Monetary policy has been asked to do too much, and policymakers are now fearful of taking any action that would lead to lower asset prices — but the Fed “put” can only last so long. Eventually rates will rise and asset bubbles burst.
China is experiencing the pain of asset price deflation. After a boom in the stock markets, which peaked on June 12 after a rise of 149 percent from a year ago, the Shanghai and Shenzhen indices have lost nearly US$ 3 trillion, about one-third of China’s GDP. Like the Fed, nervous policymakers are taking steps to prop up asset prices, while ignoring the role of government in creating the bubble.
Slower growth last year encouraged top officials to instruct the People’s Bank of China to ease credit by lowering interest rates and relaxing reserve-requirement ratios (RRR) for banks. The PBOC used open market operations to inject liquidity and encouraged brokerage firms to lend to investors on margin. Those leveraged funds were used to buy stocks, especially of smaller companies by retail investors. People rushed into the market with the expectation of even higher prices as the government signaled its support.
Yet, the expected wealth effect has backfired, as stock prices have come tumbling down since June 12. The lack of a rule of law to ground monetary policy and avoid fine-tuning has led to uncertainty. State-owned brokerage firms and banks have a strong incentive to reflate the bubble — and the PBOC is being pressured to come to the rescue of market socialists.
Indeed, the PBOC, like the Fed, is finding it very difficult to change course: the financial markets — and their cronies — are dominating monetary policy. Every dip of stock prices leads to central bank action, with the hope that higher asset prices will stimulate economic growth. That false belief is widely accepted, but could end in tears.
Monetary policy is heavily politicized in the United States — independence is a myth — and even more so in China. Central bankers blame asset bubbles on speculators without acknowledging the supporting role of monetary policy. The PBOC has reacted to the sharp fall in stock prices since June 12 by lowering its benchmark rate and cutting the RRR. The one-year rate on deposits is at a record low of 2 percent, which incentivizes savers to stay in or enter the stock market.
Since November 2014, the PBOC has cut interest rates four times and reduced RRRs to spur stock markets.
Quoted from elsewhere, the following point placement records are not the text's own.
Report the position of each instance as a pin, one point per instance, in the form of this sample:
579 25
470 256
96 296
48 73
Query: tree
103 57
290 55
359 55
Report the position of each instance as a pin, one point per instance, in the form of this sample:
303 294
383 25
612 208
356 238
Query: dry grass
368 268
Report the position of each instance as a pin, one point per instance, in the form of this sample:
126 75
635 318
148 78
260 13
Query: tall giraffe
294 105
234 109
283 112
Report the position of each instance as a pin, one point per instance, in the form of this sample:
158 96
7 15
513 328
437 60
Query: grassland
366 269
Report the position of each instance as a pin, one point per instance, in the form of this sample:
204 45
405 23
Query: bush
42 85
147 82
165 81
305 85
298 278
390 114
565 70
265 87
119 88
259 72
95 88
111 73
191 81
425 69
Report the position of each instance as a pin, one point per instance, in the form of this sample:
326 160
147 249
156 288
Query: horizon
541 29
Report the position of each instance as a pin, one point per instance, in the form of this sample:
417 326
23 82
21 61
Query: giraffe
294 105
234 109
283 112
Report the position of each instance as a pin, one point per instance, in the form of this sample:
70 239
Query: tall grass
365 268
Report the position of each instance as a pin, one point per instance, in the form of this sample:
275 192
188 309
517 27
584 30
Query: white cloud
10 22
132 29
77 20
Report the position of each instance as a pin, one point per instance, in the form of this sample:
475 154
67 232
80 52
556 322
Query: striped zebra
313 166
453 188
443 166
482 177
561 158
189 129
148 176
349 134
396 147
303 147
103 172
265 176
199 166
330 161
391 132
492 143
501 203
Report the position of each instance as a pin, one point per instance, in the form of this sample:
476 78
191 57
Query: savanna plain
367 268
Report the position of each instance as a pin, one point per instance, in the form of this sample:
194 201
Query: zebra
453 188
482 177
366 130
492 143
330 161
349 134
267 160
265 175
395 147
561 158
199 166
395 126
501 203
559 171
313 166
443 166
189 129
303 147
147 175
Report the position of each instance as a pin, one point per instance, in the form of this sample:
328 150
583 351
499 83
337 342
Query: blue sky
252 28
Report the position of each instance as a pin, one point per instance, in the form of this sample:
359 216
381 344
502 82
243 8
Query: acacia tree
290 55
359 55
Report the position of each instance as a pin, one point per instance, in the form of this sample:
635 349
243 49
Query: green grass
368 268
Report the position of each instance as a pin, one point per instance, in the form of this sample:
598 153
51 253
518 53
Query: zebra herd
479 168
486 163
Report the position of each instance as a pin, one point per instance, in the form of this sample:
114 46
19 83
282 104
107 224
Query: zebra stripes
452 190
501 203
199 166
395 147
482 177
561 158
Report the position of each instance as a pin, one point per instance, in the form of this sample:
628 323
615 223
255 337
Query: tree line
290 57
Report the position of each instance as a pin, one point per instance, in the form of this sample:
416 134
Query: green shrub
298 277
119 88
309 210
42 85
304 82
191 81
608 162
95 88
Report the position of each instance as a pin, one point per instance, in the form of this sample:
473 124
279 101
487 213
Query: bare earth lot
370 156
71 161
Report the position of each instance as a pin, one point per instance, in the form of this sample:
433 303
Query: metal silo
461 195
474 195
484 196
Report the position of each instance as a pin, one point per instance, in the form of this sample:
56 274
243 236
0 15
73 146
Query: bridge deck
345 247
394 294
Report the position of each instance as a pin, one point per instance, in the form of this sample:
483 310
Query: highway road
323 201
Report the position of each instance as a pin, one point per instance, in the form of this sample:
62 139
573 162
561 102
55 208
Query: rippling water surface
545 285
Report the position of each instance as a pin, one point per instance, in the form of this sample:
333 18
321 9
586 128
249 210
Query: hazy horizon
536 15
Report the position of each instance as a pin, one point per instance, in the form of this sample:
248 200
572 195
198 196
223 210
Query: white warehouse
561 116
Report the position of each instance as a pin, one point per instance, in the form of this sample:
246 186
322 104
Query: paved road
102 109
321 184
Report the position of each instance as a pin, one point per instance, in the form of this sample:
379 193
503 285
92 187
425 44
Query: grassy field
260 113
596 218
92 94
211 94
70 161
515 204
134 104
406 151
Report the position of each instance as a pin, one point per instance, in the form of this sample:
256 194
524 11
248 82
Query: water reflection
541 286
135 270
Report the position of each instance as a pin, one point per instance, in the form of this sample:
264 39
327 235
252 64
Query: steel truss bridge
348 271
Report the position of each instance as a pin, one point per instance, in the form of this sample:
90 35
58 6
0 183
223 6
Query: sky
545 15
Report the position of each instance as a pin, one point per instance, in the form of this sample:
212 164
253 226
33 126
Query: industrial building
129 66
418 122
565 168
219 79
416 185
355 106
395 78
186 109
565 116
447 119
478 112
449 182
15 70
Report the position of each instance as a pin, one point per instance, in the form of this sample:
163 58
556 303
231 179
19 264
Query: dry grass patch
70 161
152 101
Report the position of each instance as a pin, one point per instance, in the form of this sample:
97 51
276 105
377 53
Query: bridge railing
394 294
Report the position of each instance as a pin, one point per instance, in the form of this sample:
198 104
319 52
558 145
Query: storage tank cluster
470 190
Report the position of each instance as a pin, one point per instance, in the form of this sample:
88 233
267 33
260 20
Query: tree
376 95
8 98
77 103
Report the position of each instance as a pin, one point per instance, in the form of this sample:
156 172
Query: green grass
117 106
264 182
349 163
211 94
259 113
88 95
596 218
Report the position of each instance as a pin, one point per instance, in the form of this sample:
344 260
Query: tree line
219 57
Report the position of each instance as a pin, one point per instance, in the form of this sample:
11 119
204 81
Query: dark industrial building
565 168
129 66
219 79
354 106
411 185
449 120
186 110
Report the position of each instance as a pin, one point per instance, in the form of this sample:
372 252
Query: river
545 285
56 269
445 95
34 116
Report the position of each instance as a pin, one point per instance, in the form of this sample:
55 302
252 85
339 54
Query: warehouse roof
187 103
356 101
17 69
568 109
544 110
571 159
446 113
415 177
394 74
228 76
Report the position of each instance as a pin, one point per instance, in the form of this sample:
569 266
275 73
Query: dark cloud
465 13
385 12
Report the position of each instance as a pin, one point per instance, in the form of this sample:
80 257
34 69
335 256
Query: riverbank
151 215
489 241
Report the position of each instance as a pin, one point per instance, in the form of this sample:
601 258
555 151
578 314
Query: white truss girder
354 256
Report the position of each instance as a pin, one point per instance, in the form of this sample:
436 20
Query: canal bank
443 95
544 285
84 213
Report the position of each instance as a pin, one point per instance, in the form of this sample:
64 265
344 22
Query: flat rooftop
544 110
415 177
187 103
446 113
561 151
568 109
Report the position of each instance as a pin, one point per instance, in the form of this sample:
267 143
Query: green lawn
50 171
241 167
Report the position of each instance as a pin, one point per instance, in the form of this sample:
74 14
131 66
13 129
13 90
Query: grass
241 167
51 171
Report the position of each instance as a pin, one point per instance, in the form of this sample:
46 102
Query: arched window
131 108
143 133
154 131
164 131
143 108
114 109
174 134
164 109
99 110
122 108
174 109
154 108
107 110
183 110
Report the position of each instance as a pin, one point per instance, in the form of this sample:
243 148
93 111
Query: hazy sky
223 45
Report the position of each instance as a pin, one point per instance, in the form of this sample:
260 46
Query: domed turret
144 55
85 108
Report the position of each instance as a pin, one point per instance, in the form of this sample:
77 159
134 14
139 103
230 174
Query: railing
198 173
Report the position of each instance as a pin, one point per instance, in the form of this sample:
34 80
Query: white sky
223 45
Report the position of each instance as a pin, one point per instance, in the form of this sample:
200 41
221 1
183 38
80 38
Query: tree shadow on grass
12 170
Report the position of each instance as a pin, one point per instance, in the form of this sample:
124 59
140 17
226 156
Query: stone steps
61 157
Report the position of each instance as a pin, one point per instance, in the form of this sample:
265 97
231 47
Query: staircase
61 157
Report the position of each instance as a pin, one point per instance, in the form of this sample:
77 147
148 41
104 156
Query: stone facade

But policy has been uneven, with China’s central bank injecting liquidity, removing it, and then adding new liquidity when markets weaken.
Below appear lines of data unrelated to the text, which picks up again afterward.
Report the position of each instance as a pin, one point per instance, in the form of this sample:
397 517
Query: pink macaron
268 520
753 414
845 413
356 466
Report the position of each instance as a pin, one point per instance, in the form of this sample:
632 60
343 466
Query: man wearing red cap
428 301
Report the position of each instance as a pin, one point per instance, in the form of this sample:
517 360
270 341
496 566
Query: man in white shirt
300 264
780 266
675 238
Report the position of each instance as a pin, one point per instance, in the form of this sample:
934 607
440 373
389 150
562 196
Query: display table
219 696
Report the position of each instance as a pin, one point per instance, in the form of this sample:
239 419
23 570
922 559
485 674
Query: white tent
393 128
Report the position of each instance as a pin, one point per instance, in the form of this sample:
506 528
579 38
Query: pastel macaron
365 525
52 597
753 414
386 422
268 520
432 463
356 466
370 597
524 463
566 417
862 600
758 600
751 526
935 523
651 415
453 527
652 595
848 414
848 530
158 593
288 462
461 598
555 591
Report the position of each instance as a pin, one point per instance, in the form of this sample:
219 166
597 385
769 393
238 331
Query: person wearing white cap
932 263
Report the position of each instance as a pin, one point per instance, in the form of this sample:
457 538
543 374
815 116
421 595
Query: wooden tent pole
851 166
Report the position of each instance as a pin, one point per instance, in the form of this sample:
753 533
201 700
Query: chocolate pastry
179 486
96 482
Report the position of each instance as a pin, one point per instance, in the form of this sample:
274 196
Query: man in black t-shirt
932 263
In its latest move “to safeguard market stability,” the PBOC extended credit to the China Securities Finance Corp. The state-owned entity makes credit available to brokerage firms, which make margin loans — generally to small investors — thus supporting stock prices. Also, part of the PBOC liquidity injection will go to 21 brokerage firms to form an investment fund intended to further stabilize financial markets.
Other measures designed to support stock prices include using the national pension fund and the country’s sovereign wealth fund to buy stocks, and easing margin requirements.
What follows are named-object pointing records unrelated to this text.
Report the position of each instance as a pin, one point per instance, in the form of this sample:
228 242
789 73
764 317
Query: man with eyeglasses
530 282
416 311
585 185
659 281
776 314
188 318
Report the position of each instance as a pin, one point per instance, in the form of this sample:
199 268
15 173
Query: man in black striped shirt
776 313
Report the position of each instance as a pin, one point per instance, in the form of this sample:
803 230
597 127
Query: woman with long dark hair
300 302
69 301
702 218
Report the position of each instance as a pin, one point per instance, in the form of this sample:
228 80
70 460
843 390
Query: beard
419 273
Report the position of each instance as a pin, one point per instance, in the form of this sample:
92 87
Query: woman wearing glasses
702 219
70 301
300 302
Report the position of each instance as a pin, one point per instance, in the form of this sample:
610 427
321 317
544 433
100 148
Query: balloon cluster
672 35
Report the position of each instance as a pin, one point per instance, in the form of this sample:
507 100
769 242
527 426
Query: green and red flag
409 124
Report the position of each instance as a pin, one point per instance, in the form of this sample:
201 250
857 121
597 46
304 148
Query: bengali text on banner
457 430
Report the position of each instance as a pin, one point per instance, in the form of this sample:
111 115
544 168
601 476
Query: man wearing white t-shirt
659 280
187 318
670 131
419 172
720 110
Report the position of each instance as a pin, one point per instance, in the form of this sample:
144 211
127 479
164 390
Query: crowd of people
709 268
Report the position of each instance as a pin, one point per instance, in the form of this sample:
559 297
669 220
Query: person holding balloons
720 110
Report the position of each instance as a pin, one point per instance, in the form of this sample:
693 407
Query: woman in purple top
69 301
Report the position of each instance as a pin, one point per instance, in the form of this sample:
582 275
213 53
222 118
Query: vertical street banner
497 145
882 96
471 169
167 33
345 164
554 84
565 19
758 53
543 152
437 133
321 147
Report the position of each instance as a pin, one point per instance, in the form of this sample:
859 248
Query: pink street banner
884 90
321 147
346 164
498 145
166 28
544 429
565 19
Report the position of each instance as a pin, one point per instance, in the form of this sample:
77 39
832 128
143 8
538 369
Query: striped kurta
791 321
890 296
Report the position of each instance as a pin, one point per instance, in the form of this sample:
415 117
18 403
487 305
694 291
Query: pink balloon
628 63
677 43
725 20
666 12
Extending new credit, allocating investment funds to overvalued stocks, and relaxing margin requirements will increase, not reduce, risk exposure and make the next downturn more severe. Foreign investors will be less willing to view China as a viable place to entrust their capital, and market-liberal reforms will be hampered by the lack of capital freedom.
What China needs are real capital markets based on the rule of law, private ownership and trust. State-owned banks, brokerages, and enterprises — and a central bank under the firm grip of the State Council — cannot be trusted to bring about either monetary or financial stability.